Henri Boisleux, maire de la commune de Wancourt, était resté à son poste au moment de l'invasion allemande. L’annonce de sa mort le 1er octobre 1914, attribuée à une balle égarée, avait aussitôt soulevé l’indignation dans la région.

Né dans la commune le 25 février 1856, Henri Boisleux, fermier de profession, exerçait sa fonction d’élu par tradition familiale depuis plus de trente ans, ayant succédé à plusieurs générations de maires et conseillers généraux.
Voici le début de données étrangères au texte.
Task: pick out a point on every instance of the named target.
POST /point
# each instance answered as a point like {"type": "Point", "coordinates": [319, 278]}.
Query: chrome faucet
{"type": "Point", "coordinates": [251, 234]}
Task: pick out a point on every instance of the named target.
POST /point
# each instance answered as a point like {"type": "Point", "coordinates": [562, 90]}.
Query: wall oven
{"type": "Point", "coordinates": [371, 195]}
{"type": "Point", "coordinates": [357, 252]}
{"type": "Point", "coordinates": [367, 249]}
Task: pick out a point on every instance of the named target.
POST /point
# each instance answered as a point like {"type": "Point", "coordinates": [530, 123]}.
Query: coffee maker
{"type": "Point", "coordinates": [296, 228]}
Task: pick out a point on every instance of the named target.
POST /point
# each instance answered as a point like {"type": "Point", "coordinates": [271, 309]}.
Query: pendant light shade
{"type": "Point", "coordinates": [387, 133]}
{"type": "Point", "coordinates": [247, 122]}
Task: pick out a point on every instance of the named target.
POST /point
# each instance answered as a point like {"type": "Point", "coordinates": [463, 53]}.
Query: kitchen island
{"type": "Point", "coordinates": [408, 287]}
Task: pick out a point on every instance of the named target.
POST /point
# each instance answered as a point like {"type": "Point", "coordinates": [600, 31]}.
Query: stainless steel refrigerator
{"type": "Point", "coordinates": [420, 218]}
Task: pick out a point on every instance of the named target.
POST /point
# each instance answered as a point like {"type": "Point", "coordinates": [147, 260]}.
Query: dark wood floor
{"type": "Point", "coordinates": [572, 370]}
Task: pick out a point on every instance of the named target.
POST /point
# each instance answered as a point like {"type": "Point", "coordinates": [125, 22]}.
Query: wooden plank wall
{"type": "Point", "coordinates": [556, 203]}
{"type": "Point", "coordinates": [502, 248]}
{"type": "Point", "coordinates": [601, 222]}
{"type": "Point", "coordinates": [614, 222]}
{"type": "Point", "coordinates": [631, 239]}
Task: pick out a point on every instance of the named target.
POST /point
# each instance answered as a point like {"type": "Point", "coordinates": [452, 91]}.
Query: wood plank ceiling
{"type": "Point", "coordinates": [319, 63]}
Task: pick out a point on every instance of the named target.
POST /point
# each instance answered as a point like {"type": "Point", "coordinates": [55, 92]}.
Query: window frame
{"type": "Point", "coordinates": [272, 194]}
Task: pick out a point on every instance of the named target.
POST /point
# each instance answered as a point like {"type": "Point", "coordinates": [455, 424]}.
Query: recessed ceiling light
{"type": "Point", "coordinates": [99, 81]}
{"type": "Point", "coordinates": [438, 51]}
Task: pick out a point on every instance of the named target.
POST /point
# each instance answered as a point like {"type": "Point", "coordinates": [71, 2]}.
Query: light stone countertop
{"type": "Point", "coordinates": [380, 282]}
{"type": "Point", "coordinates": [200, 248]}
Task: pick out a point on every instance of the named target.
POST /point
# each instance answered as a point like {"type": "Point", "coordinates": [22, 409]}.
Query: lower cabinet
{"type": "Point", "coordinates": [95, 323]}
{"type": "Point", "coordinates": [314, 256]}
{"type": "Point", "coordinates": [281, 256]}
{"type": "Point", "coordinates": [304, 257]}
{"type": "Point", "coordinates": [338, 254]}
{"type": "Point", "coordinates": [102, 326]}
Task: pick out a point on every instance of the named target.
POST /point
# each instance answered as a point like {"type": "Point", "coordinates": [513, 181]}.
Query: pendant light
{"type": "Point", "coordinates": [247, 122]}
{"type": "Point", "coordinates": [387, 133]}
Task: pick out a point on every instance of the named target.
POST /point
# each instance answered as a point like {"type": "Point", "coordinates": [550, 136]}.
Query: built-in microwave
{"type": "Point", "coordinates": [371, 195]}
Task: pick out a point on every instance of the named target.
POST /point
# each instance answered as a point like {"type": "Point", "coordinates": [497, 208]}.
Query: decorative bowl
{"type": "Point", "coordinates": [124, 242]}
Dans son numéro du 15 octobre 1916, Le Lion d’Arras publie toutefois une brève tirée du journal Le Matin affirmant que la mort de Boisleux n’était pas du tout accidentelle, mais qu’il avait été victime de représailles et avait été assassiné par des soudards allemands ; les circonstances en étaient cependant relayées dans des versions plus ou moins divergentes.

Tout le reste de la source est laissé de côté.